Schatten und Licht - Geistliches Wort zum 9. November

Liebe Leserinnen, liebe Leser,
es ist in Funk und Fernsehen präsent: Morgen gedenken wir des 9. November. Dieser Tag trägt viele Gesichter in der deutschen Geschichte. Er erinnert an die Gewaltnacht gegen die jüdische Bevölkerung 1938, deren mahnendes Gedenken nicht vergessen werden darf. Gerade in unserer Zeit und den Entwicklungen in unserer heutigen Gesellschaft.

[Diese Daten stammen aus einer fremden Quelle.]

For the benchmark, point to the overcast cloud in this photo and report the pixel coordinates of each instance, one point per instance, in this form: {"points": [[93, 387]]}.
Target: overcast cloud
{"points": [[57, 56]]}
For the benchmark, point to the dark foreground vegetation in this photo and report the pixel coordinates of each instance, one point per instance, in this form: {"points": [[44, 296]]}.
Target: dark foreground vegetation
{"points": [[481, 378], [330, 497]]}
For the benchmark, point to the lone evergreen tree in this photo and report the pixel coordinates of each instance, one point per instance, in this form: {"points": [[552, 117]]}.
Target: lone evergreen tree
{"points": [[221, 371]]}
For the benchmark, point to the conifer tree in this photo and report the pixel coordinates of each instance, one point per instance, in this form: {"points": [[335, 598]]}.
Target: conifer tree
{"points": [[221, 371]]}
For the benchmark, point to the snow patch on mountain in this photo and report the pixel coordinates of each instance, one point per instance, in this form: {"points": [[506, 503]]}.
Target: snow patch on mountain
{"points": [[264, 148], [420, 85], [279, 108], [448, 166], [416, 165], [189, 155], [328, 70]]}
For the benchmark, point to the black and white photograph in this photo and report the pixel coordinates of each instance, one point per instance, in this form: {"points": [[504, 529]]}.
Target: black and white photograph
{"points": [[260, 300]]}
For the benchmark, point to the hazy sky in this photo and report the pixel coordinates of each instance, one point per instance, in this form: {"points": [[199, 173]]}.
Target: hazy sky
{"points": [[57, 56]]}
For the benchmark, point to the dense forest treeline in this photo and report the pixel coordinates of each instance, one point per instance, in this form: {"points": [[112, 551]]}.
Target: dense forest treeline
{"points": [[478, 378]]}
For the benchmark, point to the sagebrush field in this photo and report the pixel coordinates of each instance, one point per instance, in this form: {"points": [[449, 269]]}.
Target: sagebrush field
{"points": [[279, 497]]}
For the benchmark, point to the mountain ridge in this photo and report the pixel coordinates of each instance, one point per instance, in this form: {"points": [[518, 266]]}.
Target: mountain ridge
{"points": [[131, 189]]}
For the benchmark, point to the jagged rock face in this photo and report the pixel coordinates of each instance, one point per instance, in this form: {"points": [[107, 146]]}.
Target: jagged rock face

Doch der 9. November steht auch für Hoffnung und Aufbruch. 1989 wurde versehentlich verkündet, die Grenzen der DDR seien ab sofort geöffnet. Die Bilder dieses Tages werde ich nie vergessen. Die Grenze, Berlin und die Mauer waren für mich sehr weit weg, doch die Freude der Menschen, die damals die Mauer stürmten, hat mich sehr berührt.
Auch für die katholischen Christen ist der 9. November ein besonderer Tag. In Rom wurde am 09. November 324 nach Christus die erste christliche Kirche geweiht. Das bis dahin verfolgte Christentum wurde zur erlaubten Religion und erhielte die Erlaubnis zum Bau dieser Kirche. Mit ihr tritt die junge Kirche aus der Verfolgung in die Öffentlichkeit. Anstelle von Treffen unter Geheimhaltung und Lebensgefahr konnten sie nun ihren Glauben ohne Angst bekennen und feiern.
Im Laufe der Jahrhunderte wurden viele Kirchen gebaut. In unserer Zeit müssen sich sowohl die katholische als auch die evangelische Kirche in Deutschland von dem einen oder anderen Gebäude und auch von mancher Kirche trennen. Das ist für viele schmerzlich, denn keiner möchte eine Kirche schließen. Auch viele, die sich nicht als Christen sehen, möchten doch auf die gebaute Kirche im Ort nicht verzichten.
Die Bauwerke geben Zeugnis vom Glauben ihrer Zeit. Viele Kirchen in unserem Umfeld wurden nach dem zweiten Weltkrieg von Heimatvertriebenen aufgebaut. Kirchen sind geistliche Heimat und Zufluchtsort. Sie weisen über das Erbaute auf den, zu dessen Ehre sie gebaut wurden. Sie tragen die Überzeugung in die Welt, dass Gott diese Welt im Innersten zusammenhält.
Der 9. November hat wechselvoll und stets schicksalhaft Geschichte geschrieben. Nicht nur dunkle Ereignisse voller Gewalt und Schmerz, sondern auch lichtvolle Geschehnisse der Geschichte scheinen in ihm auf.
So kann uns dieser Tag mit Schatten und Licht daran erinnern, dass Gott unsere Wege mitgeht – durch die Höhen und Tiefen der Menschheitsgeschichte und auch durch die Höhen und Tiefen in unserem persönlichen Leben.